One user claimed that the fish had been in the lagoon for a while. “Saw this in the sculpture garden last week,” he said. “Looked like it was dying. Tail all chewed up, and the body disturbingly crooked. Figured it was a carp of some sort, but very grotesque. How is it not dead yet?”

Officials at New Orleans City Park told WGNO that they could not positively identify the creature, but they believed it was a carp. They would be working with partners to find and identify it.

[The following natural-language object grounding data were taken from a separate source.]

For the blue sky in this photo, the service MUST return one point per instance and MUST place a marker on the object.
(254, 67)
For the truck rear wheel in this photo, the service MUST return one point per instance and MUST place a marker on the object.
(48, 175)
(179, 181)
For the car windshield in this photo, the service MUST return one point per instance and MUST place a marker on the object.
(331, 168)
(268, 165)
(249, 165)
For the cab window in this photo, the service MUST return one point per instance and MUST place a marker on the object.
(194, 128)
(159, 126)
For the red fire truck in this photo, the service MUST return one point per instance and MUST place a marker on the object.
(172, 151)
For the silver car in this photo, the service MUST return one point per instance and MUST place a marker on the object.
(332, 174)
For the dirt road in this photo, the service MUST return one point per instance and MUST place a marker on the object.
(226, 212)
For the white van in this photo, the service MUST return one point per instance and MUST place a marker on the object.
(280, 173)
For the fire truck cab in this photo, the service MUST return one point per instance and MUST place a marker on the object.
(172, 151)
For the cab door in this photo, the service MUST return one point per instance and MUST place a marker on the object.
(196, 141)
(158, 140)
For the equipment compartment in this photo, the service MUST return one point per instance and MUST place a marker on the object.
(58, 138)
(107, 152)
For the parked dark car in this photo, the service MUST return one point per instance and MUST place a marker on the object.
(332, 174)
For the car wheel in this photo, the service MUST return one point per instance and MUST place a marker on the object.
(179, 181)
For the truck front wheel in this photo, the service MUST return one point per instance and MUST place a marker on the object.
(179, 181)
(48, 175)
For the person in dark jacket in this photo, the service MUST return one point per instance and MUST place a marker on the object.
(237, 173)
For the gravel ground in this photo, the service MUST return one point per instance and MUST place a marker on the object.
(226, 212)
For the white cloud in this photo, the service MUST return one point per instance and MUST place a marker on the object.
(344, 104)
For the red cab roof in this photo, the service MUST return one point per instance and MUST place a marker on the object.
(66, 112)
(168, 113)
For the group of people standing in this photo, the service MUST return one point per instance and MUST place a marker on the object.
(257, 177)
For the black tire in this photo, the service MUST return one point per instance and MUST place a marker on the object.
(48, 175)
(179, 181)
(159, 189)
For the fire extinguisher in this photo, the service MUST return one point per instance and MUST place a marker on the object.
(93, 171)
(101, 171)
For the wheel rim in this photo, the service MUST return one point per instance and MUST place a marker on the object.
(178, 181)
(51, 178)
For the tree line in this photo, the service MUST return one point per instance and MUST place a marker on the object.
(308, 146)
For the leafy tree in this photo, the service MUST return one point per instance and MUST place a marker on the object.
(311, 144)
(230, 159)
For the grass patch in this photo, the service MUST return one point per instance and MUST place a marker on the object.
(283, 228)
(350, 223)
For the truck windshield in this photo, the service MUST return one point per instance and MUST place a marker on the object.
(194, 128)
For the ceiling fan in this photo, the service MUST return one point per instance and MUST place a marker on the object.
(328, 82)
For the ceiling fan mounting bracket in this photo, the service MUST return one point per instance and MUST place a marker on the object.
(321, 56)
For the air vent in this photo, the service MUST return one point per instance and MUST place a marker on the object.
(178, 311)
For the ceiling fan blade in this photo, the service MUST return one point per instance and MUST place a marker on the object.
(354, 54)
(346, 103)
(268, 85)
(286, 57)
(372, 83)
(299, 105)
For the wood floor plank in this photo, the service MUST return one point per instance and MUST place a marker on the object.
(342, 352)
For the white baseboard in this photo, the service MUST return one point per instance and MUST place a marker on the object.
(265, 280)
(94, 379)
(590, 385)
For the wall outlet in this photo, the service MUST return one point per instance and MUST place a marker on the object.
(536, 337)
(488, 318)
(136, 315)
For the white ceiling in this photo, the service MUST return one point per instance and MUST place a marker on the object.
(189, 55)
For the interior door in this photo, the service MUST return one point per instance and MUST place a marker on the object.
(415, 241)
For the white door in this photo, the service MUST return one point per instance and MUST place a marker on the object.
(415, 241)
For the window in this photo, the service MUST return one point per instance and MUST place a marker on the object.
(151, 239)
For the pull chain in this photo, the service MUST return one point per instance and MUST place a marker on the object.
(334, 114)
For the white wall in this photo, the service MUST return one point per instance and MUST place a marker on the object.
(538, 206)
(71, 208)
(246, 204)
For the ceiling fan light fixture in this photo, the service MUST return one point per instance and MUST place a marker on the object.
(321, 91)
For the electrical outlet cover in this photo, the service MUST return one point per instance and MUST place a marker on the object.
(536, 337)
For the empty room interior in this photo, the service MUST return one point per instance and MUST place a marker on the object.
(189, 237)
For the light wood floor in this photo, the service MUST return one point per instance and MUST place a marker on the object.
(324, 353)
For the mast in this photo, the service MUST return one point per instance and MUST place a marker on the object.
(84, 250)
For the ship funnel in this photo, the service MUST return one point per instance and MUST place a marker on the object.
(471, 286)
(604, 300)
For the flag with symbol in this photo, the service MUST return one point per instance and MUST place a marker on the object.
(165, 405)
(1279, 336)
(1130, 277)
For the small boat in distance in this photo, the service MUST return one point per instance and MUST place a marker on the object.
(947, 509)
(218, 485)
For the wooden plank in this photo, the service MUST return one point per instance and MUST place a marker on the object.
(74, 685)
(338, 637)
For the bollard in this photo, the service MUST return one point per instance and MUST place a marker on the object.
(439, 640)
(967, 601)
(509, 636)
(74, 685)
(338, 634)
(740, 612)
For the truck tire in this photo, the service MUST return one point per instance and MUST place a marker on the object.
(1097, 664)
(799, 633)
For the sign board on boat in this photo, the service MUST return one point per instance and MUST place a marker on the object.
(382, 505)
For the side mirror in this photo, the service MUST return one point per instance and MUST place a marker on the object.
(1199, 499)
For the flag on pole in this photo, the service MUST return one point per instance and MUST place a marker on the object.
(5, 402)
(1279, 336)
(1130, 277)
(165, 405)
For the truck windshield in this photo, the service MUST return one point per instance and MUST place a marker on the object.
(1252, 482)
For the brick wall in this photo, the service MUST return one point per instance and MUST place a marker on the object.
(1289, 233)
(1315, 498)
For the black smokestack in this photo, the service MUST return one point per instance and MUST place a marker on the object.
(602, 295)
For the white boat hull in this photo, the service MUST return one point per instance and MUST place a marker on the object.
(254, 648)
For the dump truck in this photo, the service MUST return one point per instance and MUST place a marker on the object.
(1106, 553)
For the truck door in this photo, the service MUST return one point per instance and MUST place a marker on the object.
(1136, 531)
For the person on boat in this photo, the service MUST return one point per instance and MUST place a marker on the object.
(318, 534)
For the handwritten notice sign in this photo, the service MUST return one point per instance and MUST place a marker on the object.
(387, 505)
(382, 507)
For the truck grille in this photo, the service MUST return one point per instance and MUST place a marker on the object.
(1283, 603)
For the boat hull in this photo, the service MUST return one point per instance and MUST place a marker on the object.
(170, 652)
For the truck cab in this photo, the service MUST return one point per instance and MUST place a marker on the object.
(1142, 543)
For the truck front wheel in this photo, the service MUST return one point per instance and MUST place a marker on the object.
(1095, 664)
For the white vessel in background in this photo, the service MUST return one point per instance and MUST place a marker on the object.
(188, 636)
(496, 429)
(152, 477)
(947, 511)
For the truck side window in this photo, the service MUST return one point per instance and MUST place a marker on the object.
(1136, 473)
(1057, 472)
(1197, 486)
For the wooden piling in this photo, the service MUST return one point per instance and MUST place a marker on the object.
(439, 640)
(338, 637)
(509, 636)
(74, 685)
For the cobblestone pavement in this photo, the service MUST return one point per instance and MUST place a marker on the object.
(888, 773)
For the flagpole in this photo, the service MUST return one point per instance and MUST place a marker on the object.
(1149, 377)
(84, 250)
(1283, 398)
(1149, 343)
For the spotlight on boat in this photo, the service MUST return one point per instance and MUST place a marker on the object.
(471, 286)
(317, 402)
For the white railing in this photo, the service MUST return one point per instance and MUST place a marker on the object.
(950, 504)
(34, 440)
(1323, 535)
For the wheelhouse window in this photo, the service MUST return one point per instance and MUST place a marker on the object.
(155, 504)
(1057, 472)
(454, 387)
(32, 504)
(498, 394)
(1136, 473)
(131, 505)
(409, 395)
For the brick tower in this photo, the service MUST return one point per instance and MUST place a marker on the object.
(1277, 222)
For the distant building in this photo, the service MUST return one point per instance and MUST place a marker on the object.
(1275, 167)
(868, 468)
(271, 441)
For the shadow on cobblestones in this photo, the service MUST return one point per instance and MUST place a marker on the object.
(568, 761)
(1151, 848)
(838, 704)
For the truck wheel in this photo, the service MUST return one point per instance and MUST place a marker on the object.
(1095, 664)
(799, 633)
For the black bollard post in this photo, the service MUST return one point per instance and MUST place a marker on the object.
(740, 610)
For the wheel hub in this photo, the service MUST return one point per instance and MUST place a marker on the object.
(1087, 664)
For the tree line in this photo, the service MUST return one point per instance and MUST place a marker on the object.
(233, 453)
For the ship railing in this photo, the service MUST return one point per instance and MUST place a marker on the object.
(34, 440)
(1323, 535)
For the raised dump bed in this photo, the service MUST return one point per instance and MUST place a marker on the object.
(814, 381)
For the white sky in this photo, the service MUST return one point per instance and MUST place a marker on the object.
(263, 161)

The Loch Ness Monster may not be in New Orleans, but last year, evidence emerged that it could very well have existed. A group of scientists from the University of Bath and the University of Portsmouth in the U.K., and the Université Hassan II in Morocco, discovered bones belonging to a plesiosaur in the Kem Kem beds, an ancient riverbed system in what is now the Sahara desert in Morocco. The discovery indicates that plesiosaurs, originally thought to have lived only in saltwater environments, may have also lived in freshwater habitats as well.

The new discovery means that the Loch Ness Monster could have been real, in a sense. “On one level, it’s plausible,” the University of Bath said in its press release. “Plesiosaurs weren’t confined to the seas, they did inhabit freshwater.” But the release admits that stories about the monster, a.k.a. “Nessie,” are still just stories.